Bundan 30 yıl kadar önce CHP İl Başkanlığı yapmış, daha öncesinde Küçükçekmece İlçe Başkanı olan bir siyasetçi. Biz de değişim derken bunu mu söylüyoruz, eskiye nur yağsın, karıştırın çeyiz sandıklarını, kim varsa çıkarın mı diyoruz? Cemal Canpolat’ın meziyetleri nedir? Alevidir. Alevi tarihi üzerine kitaplar yazmıştır. Malatyalıdır. Lise mezunudur. 60 küsur yaşındadır. Kemal Kılıçdaroğlu’nun desteğini aldığını ve onun adayı olduğunu duyurmaktadır. Kemal Kılıçdaroğlu’nu kim istiyor? Ki onun önerdiği böyle bir adayı isteyelim? Dr.
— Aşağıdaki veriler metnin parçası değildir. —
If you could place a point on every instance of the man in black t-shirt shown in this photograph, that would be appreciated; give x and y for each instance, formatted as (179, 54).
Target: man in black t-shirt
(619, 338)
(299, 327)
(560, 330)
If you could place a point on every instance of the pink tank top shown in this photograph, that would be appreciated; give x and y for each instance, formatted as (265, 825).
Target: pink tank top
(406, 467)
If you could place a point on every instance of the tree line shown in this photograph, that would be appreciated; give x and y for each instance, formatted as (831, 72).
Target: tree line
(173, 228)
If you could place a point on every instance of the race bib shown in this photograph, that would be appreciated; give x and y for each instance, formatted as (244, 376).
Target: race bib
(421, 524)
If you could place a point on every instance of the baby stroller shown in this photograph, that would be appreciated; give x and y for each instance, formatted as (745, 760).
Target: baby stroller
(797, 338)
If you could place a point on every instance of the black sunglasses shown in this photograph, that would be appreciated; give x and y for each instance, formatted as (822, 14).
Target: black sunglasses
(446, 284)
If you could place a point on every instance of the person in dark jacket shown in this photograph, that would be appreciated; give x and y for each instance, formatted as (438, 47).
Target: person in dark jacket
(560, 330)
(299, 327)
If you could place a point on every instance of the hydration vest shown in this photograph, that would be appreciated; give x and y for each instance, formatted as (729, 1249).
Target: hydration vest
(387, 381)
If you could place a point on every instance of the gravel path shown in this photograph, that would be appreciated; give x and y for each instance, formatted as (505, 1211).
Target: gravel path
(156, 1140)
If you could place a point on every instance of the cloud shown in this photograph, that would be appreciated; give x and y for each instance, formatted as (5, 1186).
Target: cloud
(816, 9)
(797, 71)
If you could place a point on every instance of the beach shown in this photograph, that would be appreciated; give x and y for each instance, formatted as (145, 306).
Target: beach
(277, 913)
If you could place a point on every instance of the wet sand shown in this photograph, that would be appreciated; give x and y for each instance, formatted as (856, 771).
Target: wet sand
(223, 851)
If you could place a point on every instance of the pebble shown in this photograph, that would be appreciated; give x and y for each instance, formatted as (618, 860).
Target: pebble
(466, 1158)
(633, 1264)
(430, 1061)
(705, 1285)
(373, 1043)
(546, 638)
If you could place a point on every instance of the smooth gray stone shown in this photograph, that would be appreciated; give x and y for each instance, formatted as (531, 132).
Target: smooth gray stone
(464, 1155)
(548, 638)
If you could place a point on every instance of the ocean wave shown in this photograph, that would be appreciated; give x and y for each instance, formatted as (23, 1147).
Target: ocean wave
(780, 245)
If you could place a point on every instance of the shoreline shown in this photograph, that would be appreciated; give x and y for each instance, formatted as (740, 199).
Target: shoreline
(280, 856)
Canan Kaftancıoğlu’ndan sonra bu mudur adayınız? Ki Canan Kaftancıoğlu il başkanlığına onu yenerek gelmiştir!
STÜDYOYU TERK ETMİŞTİ
Cem TV’de kısa dönem tartışma programı moderatörlüğü yaptım. Cemal Canpolat’ı konuk almıştık. Alevi televizyonu ya. Ben de siyasetçilere danışmanlık ve propaganda yürütücülüğü yapan meslektaşım Necla Zarakol’u davet etmiştim. Necla CHP’yi biraz eleştirip Canpolat’ı sıkıştırınca sinirlenip canlı yayında stüdyoyu terk etmiş, giderken kapıda program arkadaşım Kadir Polat’a bağırıyordu, bana böyle söz vermemiştiniz! Yani yağlama yıkama programı yapacakmışız? Ben mi yapacakmışım?
SELÇUK SARIYAR
Neyse, geçelim, Kemal Kılıçdaroğlu’nun adayı olduğu konuşulan ikinci isim Selçuk Sarıyar. Selçuk Bey’i tanımıyorum. Kendisi İBB Meclis üyesi ve hatta Başkan Vekili ve bu adaylık sonrası, İmamoğlu’nun kendisinden hem adaylık hem başkan vekilliği olmaz, diye görevi bırakmasını istediğini duyduk. Bu medyaya görevden alındı diye yansımış. İkisi aynı kapıya gelir, ama ilki daha zariftir. Kendisi de verdiği demeçte bu talebi haklı bulduğunu hem aday hem de başkan vekili olmanın doğru olmadığını söyleyerek Özgür Özel’e zarif bir gönderme yapmış.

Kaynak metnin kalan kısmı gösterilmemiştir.